The labyrinth, which will be broken down and reassembled at Boyce Park as long as the cold weather lasts, was one of the signature draws among dozens of attractions, including concerts, a parade, face-painting, theater performances and fireworks, at Highmark First Night, a family-friendly celebration centered in the Cultural District that was expected to draw at least 35,000 people Tuesday night.
"They're amazed," said Mr. Bubin, 52. "There's a line around the block and down the street to get in."
Kevin Lowen, 11, and his brother Brian, 8, of Hershey, Pa., certainly had never seen anything like it.
"It's awesome," Kevin said.
The boys' parents, Barry and Michele Lowen, said they returned to First Night after a 10-year lapse because they're moving back to Pittsburgh after Mr. Lowen's retirement from the Pennsylvania Air National Guard.
"We're looking for all the cool, fun things to do," Mrs. Lowen said.
So was Gov. Tom Corbett, who stopped into the lounge at the Benedum Center with his wife, Susan, for his first First Night in Pittsburgh as governor and a break from the state budget process.
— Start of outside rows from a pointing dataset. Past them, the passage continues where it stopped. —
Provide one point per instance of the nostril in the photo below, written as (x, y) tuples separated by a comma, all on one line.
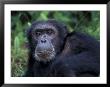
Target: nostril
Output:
[(43, 41)]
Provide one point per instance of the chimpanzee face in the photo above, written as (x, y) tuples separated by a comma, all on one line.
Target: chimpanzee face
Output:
[(46, 39), (43, 34)]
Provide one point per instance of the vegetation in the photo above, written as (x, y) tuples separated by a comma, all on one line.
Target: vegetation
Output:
[(83, 21)]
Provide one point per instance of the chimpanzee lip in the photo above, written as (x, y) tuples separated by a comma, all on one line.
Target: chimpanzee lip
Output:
[(45, 52)]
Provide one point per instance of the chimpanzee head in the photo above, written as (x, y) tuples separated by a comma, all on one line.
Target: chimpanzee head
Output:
[(46, 39)]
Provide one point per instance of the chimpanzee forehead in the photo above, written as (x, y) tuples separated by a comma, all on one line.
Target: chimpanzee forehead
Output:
[(44, 26)]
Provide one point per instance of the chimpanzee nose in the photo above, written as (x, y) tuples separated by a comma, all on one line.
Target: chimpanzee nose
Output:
[(43, 41)]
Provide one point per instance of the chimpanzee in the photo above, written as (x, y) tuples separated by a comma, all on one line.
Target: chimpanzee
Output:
[(53, 52)]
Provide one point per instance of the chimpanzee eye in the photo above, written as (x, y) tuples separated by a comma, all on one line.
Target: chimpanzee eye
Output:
[(49, 32), (38, 33)]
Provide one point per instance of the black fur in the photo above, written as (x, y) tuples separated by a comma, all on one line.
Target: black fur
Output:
[(78, 55)]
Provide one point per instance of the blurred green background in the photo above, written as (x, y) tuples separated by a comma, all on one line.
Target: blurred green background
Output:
[(83, 21)]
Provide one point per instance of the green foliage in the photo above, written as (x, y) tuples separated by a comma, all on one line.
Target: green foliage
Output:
[(83, 21)]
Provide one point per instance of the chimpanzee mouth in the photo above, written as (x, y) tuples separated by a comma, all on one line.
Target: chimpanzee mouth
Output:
[(44, 55)]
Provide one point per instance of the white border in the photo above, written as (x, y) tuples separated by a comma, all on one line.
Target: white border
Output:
[(55, 80)]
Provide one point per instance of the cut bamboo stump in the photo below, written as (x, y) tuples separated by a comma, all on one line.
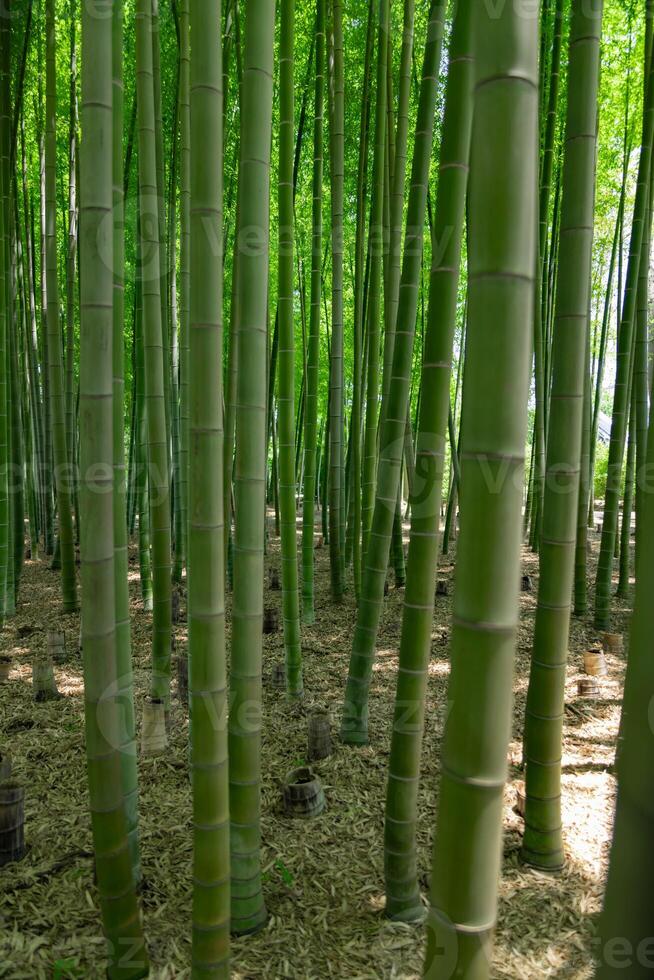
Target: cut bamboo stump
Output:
[(278, 676), (182, 677), (587, 687), (319, 734), (56, 646), (594, 662), (270, 620), (12, 821), (303, 794), (44, 684), (613, 643), (154, 740), (520, 798), (176, 607)]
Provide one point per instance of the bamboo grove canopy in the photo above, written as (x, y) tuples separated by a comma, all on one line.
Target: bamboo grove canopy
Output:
[(373, 277)]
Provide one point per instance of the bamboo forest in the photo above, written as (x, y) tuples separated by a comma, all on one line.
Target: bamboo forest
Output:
[(326, 489)]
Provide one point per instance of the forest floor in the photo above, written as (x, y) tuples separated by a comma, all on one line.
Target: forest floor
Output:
[(323, 878)]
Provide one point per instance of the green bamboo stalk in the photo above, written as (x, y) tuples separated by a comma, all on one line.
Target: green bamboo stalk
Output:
[(337, 162), (501, 266), (542, 843), (206, 555), (547, 162), (5, 65), (155, 388), (286, 392), (360, 267), (354, 727), (248, 909), (313, 344), (125, 689), (376, 246), (627, 503), (624, 363), (625, 925), (62, 467), (604, 333), (71, 254), (581, 547), (402, 889), (184, 266), (145, 565), (113, 860), (640, 379)]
"It's great to be home for both my wife and I. We look forward to 2014," said the governor, who grew up in Shaler and still has a permanent home there.
Mr. Corbett, who is running for re-election this year, recalled the thrill of the Pirates playoff run and hoped for a repeat in 2014.
"We look for a very prosperous and happy new year, and we wish that to everybody," he said.
Out on Penn Avenue, wood fires burned in metal barrels overseen by volunteers, and families dipped in out of storefronts or paused to take in the fire-breathers and twirlers across from the ice labyrinth at Fire and Ice Plaza and Penn Avenue and Eighth Street.
The Cultural Trust took over the celebration, which used to encompass more of Downtown, 11 years ago and condensed it into the Cultural District, said Darcy Kucenic, the event's director.
"It has such a great atmosphere," she said. "It gives a great feeling for the whole evening."
Tara Madoni and her husband, Corey Madoni, of Stanton Heights appreciated the early start for many of the events, including an early round of fireworks for kids.
"It's nice to be somewhere fun and different to make the night special for them," said Ms. Madoni, whose two young children, ages 5 and 3, were fresh from a face-painting at Urban Pathways Charter School.
Later, as the clock ticked closer to midnight, Don Thomas, 72, and his girlfriend, Bunny Elliott, 71, stood with a group they brought on a bus from Greensburg, watching the parade roll down Penn Avenue. They had already hit the Rivers Casino and taken in a performance by Johnny Angel and Halos, an oldies group.
"At our age, we can still do it," Ms. Elliott said. "It's exciting, all the different age groups."
Ms. Elliott said she recalled the excitement she felt as a young girl on New Year's Eve 1949, never thinking she'd see 2014 and the technological leaps embodied by her new iPhone.
Mr. Thomas was of the same mind.
"I didn't realize I might still be here for this," he said. "At our age, we've seen a lot."